Little Beach is a barrier island along the coast of New Jersey. It is believed to be the last uninhabited barrier island left on the U.S. Atlantic coast. It is part of Galloway Township, in Atlantic County, New Jersey.

The island is now part of the Edwin B. Forsythe National Wildlife Refuge. Access is permitted only to researchers, who must apply for a federal permit.

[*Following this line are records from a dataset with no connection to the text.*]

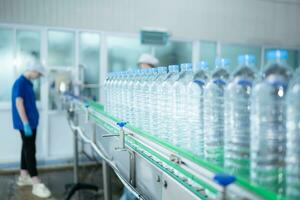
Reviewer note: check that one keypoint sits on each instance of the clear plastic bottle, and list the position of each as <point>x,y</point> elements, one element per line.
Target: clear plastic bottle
<point>114,93</point>
<point>268,123</point>
<point>148,98</point>
<point>118,95</point>
<point>125,94</point>
<point>195,90</point>
<point>107,91</point>
<point>130,96</point>
<point>136,96</point>
<point>293,140</point>
<point>179,126</point>
<point>237,117</point>
<point>214,113</point>
<point>166,107</point>
<point>157,92</point>
<point>139,97</point>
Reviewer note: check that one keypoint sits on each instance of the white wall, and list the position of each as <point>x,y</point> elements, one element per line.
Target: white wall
<point>250,21</point>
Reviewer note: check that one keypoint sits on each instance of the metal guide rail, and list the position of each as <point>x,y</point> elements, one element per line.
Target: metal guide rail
<point>196,178</point>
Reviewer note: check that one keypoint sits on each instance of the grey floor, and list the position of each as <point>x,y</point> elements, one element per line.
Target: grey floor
<point>56,179</point>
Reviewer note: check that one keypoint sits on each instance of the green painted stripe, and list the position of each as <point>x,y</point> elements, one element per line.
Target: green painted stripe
<point>258,190</point>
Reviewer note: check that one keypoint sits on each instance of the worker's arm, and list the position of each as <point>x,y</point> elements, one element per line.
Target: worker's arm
<point>21,110</point>
<point>23,116</point>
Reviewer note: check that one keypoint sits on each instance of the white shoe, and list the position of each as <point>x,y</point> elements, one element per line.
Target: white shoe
<point>40,190</point>
<point>24,180</point>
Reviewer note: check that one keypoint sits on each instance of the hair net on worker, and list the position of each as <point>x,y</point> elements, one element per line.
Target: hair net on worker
<point>148,59</point>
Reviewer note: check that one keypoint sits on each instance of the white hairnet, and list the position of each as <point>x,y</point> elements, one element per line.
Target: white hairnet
<point>148,59</point>
<point>37,66</point>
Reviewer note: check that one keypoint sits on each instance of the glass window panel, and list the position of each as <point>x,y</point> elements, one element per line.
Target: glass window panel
<point>293,57</point>
<point>123,53</point>
<point>233,51</point>
<point>175,52</point>
<point>208,52</point>
<point>6,63</point>
<point>61,48</point>
<point>89,52</point>
<point>28,47</point>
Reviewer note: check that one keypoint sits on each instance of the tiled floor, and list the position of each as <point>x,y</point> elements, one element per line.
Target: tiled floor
<point>56,181</point>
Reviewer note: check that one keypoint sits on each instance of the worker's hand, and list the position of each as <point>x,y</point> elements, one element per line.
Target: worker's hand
<point>27,130</point>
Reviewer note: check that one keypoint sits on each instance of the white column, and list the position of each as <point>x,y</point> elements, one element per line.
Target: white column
<point>103,65</point>
<point>195,53</point>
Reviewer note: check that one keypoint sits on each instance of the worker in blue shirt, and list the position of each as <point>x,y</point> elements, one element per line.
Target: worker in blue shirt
<point>26,119</point>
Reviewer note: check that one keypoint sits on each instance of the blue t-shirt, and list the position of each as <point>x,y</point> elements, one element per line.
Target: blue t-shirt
<point>24,88</point>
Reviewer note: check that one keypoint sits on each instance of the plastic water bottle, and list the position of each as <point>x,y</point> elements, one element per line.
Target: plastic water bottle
<point>130,96</point>
<point>136,89</point>
<point>148,98</point>
<point>237,117</point>
<point>107,92</point>
<point>214,113</point>
<point>139,97</point>
<point>119,96</point>
<point>125,95</point>
<point>195,95</point>
<point>157,97</point>
<point>268,123</point>
<point>166,107</point>
<point>114,93</point>
<point>179,125</point>
<point>293,140</point>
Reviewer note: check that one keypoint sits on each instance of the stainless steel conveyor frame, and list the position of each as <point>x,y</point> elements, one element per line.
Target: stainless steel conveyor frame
<point>149,167</point>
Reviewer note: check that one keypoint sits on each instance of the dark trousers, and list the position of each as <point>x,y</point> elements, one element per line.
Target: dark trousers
<point>28,160</point>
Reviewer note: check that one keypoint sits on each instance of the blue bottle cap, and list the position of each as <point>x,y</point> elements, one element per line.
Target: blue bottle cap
<point>173,68</point>
<point>154,70</point>
<point>162,69</point>
<point>278,54</point>
<point>224,179</point>
<point>246,59</point>
<point>202,65</point>
<point>222,62</point>
<point>186,67</point>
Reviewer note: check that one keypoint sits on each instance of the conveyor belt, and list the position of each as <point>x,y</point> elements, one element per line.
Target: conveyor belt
<point>151,167</point>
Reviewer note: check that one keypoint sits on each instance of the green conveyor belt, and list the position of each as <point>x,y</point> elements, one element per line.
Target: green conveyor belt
<point>258,190</point>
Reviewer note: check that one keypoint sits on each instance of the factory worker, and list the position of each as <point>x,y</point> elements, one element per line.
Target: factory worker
<point>25,120</point>
<point>147,61</point>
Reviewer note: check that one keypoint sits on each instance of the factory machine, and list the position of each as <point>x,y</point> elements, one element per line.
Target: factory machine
<point>149,167</point>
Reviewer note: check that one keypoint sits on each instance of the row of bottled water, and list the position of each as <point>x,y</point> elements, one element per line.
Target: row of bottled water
<point>247,122</point>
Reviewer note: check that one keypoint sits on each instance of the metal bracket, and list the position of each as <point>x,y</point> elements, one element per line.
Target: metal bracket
<point>174,158</point>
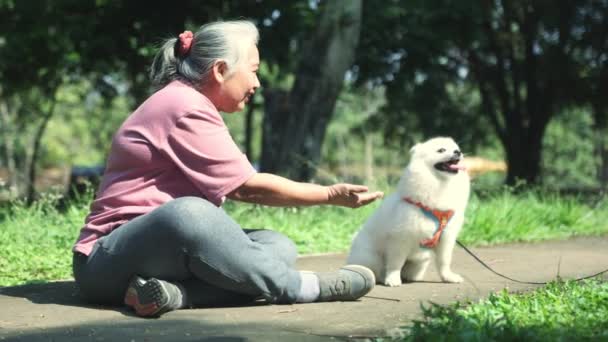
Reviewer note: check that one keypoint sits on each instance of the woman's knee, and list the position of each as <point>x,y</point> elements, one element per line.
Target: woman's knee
<point>278,243</point>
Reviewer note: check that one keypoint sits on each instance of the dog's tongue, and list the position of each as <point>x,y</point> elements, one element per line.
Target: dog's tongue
<point>459,166</point>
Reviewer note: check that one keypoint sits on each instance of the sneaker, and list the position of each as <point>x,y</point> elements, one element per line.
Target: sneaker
<point>348,283</point>
<point>152,297</point>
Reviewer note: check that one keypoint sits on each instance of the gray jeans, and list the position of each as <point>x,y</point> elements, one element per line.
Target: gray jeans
<point>196,244</point>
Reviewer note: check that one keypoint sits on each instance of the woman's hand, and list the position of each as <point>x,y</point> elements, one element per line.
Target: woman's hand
<point>350,195</point>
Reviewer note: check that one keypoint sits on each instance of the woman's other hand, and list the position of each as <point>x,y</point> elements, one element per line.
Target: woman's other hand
<point>351,195</point>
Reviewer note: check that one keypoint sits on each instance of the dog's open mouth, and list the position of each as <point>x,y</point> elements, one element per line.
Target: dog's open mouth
<point>450,166</point>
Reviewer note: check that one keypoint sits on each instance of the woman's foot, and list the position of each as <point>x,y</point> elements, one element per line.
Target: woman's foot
<point>152,297</point>
<point>348,283</point>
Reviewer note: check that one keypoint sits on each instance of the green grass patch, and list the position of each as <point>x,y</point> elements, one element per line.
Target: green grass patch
<point>532,216</point>
<point>36,241</point>
<point>560,311</point>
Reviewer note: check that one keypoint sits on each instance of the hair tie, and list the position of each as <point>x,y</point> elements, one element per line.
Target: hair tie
<point>184,42</point>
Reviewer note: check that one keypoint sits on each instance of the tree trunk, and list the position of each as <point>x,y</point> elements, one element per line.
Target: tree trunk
<point>601,145</point>
<point>295,123</point>
<point>8,135</point>
<point>31,185</point>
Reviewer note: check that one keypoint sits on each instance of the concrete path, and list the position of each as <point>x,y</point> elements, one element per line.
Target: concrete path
<point>52,312</point>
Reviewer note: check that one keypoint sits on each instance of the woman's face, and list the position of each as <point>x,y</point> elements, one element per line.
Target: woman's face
<point>238,87</point>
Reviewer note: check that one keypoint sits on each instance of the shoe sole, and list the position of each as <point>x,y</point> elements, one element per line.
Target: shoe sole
<point>366,273</point>
<point>147,298</point>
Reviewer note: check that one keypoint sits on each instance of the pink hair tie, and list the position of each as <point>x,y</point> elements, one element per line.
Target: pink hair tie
<point>185,42</point>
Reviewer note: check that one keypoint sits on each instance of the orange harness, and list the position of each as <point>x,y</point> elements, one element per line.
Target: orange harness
<point>442,217</point>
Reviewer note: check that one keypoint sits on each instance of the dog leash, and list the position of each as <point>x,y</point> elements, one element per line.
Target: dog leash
<point>515,280</point>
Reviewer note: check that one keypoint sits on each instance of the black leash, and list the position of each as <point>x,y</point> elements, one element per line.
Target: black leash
<point>515,280</point>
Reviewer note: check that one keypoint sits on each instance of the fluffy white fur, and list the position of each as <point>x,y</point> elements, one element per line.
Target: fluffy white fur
<point>389,242</point>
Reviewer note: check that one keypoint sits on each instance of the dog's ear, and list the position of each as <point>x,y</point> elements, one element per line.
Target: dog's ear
<point>413,149</point>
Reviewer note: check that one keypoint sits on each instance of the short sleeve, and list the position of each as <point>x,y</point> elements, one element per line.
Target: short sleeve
<point>203,149</point>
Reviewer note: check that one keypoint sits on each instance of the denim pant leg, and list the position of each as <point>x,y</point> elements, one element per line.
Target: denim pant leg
<point>184,239</point>
<point>202,294</point>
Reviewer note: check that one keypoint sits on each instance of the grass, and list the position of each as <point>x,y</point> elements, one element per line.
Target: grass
<point>36,247</point>
<point>560,311</point>
<point>36,241</point>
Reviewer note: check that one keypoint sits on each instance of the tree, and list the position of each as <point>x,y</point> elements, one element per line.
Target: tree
<point>295,122</point>
<point>524,59</point>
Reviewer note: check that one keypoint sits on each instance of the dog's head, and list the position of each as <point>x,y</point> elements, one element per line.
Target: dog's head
<point>441,155</point>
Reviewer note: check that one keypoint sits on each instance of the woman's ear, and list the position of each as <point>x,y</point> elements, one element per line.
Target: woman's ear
<point>219,71</point>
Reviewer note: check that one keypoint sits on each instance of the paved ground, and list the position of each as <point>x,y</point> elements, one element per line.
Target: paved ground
<point>52,312</point>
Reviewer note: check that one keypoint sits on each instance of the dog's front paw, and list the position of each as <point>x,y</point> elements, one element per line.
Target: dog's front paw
<point>392,279</point>
<point>451,277</point>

"Little Beach" was not always uninhabited and contained a small collection of fishing cabins that were used for decades before being burned down to make the island a refuge. In addition, Little Beach, like Brigantine, was a popular summer fishing spot for the Lenape Natives for generations.

==Geography==
Little Beach is a barrier island along the Atlantic Ocean between Little Egg Inlet on the northeast, and Brigantine Inlet on the southwest. An expanse of salt marsh and tidal channels separates Little Beach from Great Bay and Little Bay.

Little Beach was described in 1834 as,

Little Beach, Burlington co. [sic], Little Egg Harbour t-ship, between Little Egg Harbour, New Inlet, and Old Brigantine Inlet.

An 1878 description of Little Beach is as follows, viz,

Little Beach lies between Little Egg Harbor Inlet and Brigantine and is a part of what was formerly attached to Short Beach before the New Inlet broke through. It is two or three miles long, a low, flat, barren island, and has never been inhabited. A hotel for sea-bathing was commenced on it in the summer of 1877, and is not yet finished.

==History==
In the early 20th century, Little Beach was a community on the verge of becoming a major beach resort. Plans to build a bridge from the mainland (Route S4A) were abandoned in 1929, forever isolating Little Beach. For that reason, some call it the "Lost Island of New Jersey."

A few signs of a once-active community remain: ruins of a lifesaving station, poles for power lines, an outhouse, and a deteriorating dock stretching the width of the island.